Door Strut Replacement

The doors of an Aston Martin stay open on their own thanks to gas struts that hold them in place. The gas struts wear out over time and need to be replaced. You'll know when it's time to replace them because the door won't stay propped open. This is more obvious during the winter due to the cold weather, and functionality may return during the warmer months. These gas struts are formally called "door check arms" by Aston Martin.

DISCLAIMER: As always, follow all safety protocols. Don't undertake this task if you aren't comfortable with it and fully understand it. You are ultimately responsible for anything you do. Neither Redpants, LLC or myself is responsible or liable for anything that may occur.

Needed
New door check arms (gas struts)
T27 Torx bit with ratchet or driver
Philips screwdriver
Small flat-head screwdriver
Floor jack and jack stands (or a lift)
Wheel chocks
Socket and ratchet for lugnuts
About 45 minutes per side
An assistant

Prep
Although this isn't a technically difficult job, it will require a second person. They'll be holding and moving the door for you while you remove the old struts and install the new ones.

Before you begin, check to make sure your flat-head screwdriver is small enough to pop the retaining clips on the new struts. Do not remove the clips. You only need to pop them enough so the ends of the clips don't block the opening for the ball joint.

Step 1
Break loose the lugnuts on the front wheels but don't remove them. You just need to loosen them enough that the wheel doesn't spin once the front of the car is lifted. Next, put wheel chocks behind the rear tires and lift up the front end of the car with the jack, then put jack stands in place. Make sure the car is securely supported before continuing. Remove the wheels and set them aside.

Step 2
Use the T27 torx bit and Philips screwdriver to remove the fasteners on the rear half of the wheel well liner (fender liner). You don't need to remove the whole liner if you don't want to. Pull the rear half of the liner down so you can access the area behind it inside the fender.

If you look inside, you'll see the gas strut ("door check arm") in the fender, just below the mesh cover of the fender vent.

Step 3
Your assistant will need to open the door and hold it in a position that allows you to reach the rear end of the strut with the flat-head screwdriver. If you look in the picture above, you can see that the strut goes through an irregularly-shaped opening at the back side of the fender. I found it easiest to have the door opened slightly - while the strut is still in the narrower part of the opening, then use the bottom edge of the opening as a leverage point to pop the retaining clip with the flat-head screwdriver.

Once it's popped, open the door a little more so the strut is in the wider part of the opening. This will give you room to pull the rear end of the strut down off of the mounting point. Be careful when you do this, as the retaining clip might pop back into place!

Step 4
Use the flat-head screwdriver to pop the retaining clip on the gas strut closest to the front wheel. Once popped, pull down on the strut to remove it from its forward mounting point. You can now pull the gas strut out of the car.

Step 5
Get your new gas strut ready to install by popping the retaining clips on both ends of the strut.

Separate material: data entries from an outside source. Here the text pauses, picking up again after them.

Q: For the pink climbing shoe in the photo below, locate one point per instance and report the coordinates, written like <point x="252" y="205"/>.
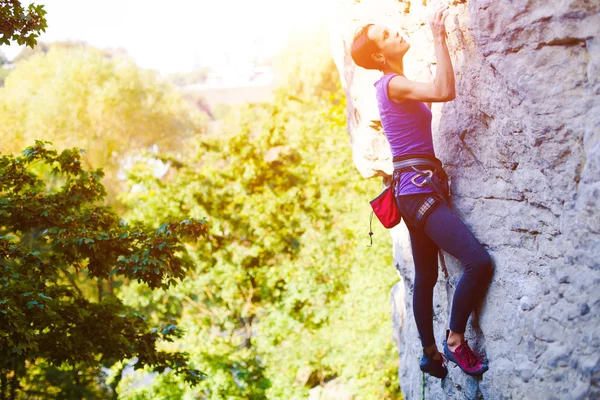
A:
<point x="468" y="360"/>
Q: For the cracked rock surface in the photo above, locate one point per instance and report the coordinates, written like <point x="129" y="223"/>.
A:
<point x="521" y="143"/>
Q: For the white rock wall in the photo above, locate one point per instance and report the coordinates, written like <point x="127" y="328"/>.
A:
<point x="521" y="142"/>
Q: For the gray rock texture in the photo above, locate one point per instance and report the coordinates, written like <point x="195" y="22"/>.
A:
<point x="521" y="143"/>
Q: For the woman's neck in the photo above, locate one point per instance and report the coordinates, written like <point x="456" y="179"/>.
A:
<point x="392" y="67"/>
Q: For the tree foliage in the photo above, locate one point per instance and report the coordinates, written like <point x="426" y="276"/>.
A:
<point x="20" y="24"/>
<point x="290" y="297"/>
<point x="52" y="234"/>
<point x="78" y="96"/>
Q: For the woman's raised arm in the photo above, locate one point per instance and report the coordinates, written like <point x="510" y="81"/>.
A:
<point x="443" y="88"/>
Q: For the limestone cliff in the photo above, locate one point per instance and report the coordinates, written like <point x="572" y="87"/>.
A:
<point x="521" y="143"/>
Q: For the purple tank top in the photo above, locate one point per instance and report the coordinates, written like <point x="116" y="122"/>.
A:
<point x="407" y="127"/>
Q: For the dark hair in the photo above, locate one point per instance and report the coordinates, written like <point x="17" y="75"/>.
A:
<point x="362" y="48"/>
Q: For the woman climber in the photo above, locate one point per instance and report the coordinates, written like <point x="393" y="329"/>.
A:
<point x="421" y="189"/>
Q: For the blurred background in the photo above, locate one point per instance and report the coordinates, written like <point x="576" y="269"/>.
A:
<point x="230" y="112"/>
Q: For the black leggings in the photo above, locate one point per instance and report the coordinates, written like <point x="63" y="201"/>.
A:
<point x="445" y="229"/>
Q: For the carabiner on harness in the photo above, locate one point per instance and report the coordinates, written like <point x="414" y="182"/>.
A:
<point x="420" y="173"/>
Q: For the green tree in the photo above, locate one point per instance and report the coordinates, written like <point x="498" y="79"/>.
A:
<point x="57" y="330"/>
<point x="290" y="297"/>
<point x="77" y="96"/>
<point x="19" y="24"/>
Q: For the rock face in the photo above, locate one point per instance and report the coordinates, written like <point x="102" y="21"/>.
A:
<point x="521" y="143"/>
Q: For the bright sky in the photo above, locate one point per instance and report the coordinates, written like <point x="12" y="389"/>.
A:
<point x="180" y="35"/>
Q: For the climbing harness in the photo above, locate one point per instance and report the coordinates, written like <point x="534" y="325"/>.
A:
<point x="434" y="177"/>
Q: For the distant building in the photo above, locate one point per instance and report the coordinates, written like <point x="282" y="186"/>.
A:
<point x="254" y="85"/>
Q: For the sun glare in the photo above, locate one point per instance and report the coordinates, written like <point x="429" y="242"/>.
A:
<point x="181" y="35"/>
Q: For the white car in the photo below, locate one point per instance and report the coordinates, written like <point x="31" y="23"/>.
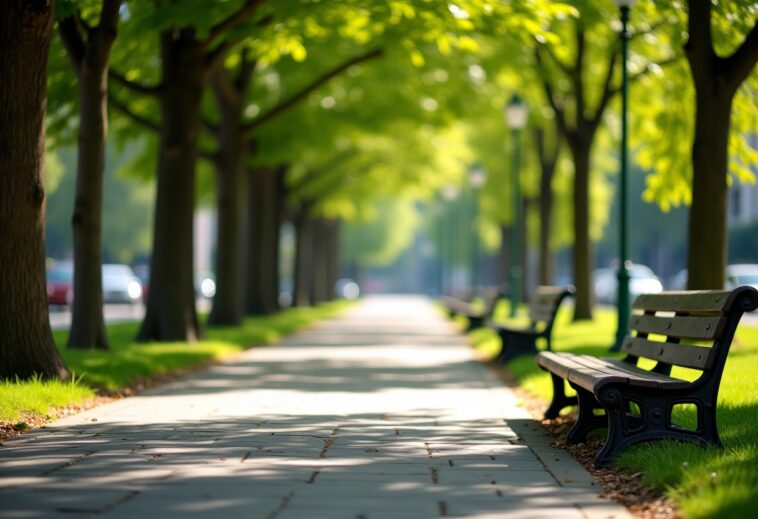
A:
<point x="642" y="281"/>
<point x="742" y="274"/>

Have your assistant open the door so the mounting point on the door is aligned with the wider section of the opening in the rear of the fender. Install the rear end of the strut first - put the socket onto the ball mount and use the flat-head screwdriver to pop the retaining clip in place.

Step 6
Have your assistant slowly close the door until the front end of the strut is able to seat on the mounting point. Put the strut's socket on the mounting ball and pop the retaining clip in to place.

Step 7
Test the door to make sure the strut is secure and functional. If so, reinstall the fender liner and then repeat Steps 2 through 6 for the other door.